On This Page
Overview and Description
To create software that is locale and culture aware, you'll need to first understand what is meant by the term "locale," as well as the vital role locale variables play in the development process. As you'll see, the manner in which locales are handled and interpreted differs depending on whether you're working in a traditional Win32 programming environment or within the .NET Framework. The following sections will help you understand the locale settings you'll encounter among various systems and environments.
Language Groups and Language Collections
The different languages and scripts that an operating system can support-once the user installs them-are known as "language groups" in Windows 2000. Generally speaking, a language group contains code-page information, keyboard layouts, and fonts. Some language groups also have a scripting engine, which enables the user to edit supported scripts within the operating system.
With Windows 2000 the user can add support for many languages and scripts (including, among others, Western European, Central European, Arabic, Indic, and Turkic languages). Since Windows 2000 and Windows XP are both single, world-ready binaries, functionality for all supported scripts is available on all language versions of these operating systems. If additional languages are needed, the user only needs to install these separately either during or after setup.
In Windows XP, Microsoft has simplified the process of installing these groups by gathering languages with similar properties into a language collection. On English Windows XP, support for all European languages (including Baltic languages, Cyrillic languages, Greek, and Turkic languages)-known as the "Basic Language Collection"-is installed by default. Additional language collections (such as East Asian for Japanese, Chinese, and Korean, as well as complex scripts for Arabic, Hebrew, the Indic family of languages, and Thai) can also be installed. (After installing a language group or collection, the user will need to restart the computer.)
Figure 1: Regional And Language Options property sheet of Windows XP, where East Asian, complex script, and right-to-left language support have been installed.
The system locale determines which code page is used on the system by default on operating systems that use Unicode as their native encoding-such as Windows 2000 and Windows XP-to convert text data from Unicode to code page whenever dealing with legacy non-Unicode applications.
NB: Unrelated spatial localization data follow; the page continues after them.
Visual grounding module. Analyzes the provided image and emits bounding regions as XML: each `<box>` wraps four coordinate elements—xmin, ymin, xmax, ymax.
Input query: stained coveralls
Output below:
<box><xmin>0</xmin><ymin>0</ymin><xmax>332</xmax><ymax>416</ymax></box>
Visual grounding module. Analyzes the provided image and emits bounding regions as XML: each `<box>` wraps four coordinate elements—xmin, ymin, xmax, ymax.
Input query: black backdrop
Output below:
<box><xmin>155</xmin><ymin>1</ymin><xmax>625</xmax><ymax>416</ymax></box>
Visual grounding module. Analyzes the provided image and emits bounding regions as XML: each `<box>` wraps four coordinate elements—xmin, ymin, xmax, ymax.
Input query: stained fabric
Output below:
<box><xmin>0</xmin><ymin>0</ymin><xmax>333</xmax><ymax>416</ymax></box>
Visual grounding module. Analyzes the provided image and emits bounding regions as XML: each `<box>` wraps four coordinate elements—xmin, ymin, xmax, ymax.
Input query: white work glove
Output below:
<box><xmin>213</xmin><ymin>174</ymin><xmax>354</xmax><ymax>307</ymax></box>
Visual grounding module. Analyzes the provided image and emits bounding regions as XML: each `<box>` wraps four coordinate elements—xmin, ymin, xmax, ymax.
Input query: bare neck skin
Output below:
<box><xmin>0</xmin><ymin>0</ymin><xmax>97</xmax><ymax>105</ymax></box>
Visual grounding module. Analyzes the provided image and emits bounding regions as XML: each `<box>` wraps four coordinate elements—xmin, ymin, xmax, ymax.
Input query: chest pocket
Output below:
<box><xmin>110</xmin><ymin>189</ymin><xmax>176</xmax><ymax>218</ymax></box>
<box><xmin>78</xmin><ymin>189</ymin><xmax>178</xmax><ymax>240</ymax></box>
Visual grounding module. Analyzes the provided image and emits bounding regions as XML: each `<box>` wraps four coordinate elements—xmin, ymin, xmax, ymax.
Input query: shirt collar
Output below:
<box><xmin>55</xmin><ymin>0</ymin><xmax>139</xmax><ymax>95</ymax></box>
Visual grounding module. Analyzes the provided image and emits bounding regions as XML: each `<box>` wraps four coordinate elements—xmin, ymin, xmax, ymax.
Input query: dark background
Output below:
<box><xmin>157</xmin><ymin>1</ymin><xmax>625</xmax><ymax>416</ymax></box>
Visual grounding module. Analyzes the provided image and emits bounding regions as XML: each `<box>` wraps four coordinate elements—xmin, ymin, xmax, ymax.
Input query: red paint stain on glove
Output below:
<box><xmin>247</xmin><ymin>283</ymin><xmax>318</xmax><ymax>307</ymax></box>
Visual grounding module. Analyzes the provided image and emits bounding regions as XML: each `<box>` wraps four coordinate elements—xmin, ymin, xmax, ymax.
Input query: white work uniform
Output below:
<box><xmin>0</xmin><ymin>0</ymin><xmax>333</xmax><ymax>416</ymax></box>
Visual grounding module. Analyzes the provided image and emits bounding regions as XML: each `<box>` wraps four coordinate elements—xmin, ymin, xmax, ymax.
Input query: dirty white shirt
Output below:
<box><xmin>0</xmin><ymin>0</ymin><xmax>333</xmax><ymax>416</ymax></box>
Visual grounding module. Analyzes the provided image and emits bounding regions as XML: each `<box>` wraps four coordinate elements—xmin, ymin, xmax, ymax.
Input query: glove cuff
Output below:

In fact, in Windows XP the system locale is called "Language for non-Unicode programs." Only applications that do not use Unicode as their default character-encoding mechanism are affected by this setting; therefore, applications that are already Unicode-encoded can safely ignore the value and functionality of this setting. (See Figure 2.) Support for new scripts in Windows 2000 and Windows XP (such as for the Indic family, Armenian, and Georgian languages) has been provided through Unicode encoding and, therefore, these scripts are also free of any system-locale limitations.
In this example, the system locale has been set to Romanian (Windows code page 1250 and Original Equipment Manufacturer [OEM] code page 852), a Central European language. This means that all Central European-language applications that are based on code pages can run safely in this configuration, since they are part of the same language collection.
So, for example, a Polish application (another Central European language) does not need a system-locale change. Also, since English is part of the invariant American Standard Code for Information Interchange (ASCII) range of all code pages, English legacy applications will always run properly.
Sometimes there is no noticeable difference between two system locales. For example, the German (Standard) and German (Austria) system locales are identical, since they share the same OEM and Windows code pages; therefore, the behavior of non-Unicode-based applications will be identical in both scenarios. In general, system locales of a language group are very similar and might only be different in the OEM code page.
As its name suggests, the system locale is a unique setting for each system. Only an administrator has the right to change the system locale, and the computer will need to be restarted in order for changes to take effect. The administrator can only select a system locale if the appropriate language group-and its associated script support-is installed.
The system locale is a system variable that cannot be changed programmatically. The only way to change it is for an administrator to do so manually.
Figure 2: System locale can be set from the Advanced tab of the Regional And Language Options property sheet in Windows XP
The user locale determines which default settings a user wants for formatting dates, times, currency, and large numbers. Although it's presented as a language (some in a combination with a country), it's not a language setting. That is, choosing the Hebrew user locale means that the user wants to adhere to the standards of Israel, not really of the Hebrew language. To avoid any confusion with this naming, the .NET Framework calls the user locale "culture information."
As its name implies, the user locale (known in Windows XP as "Standards and formats") is a variable that each individual user can set. This can be done on the fly by selecting changes from the Regional Options tab in the Regional And Language Options property sheet. (See Figure 3) Locale-aware applications should use this value to display formatted data.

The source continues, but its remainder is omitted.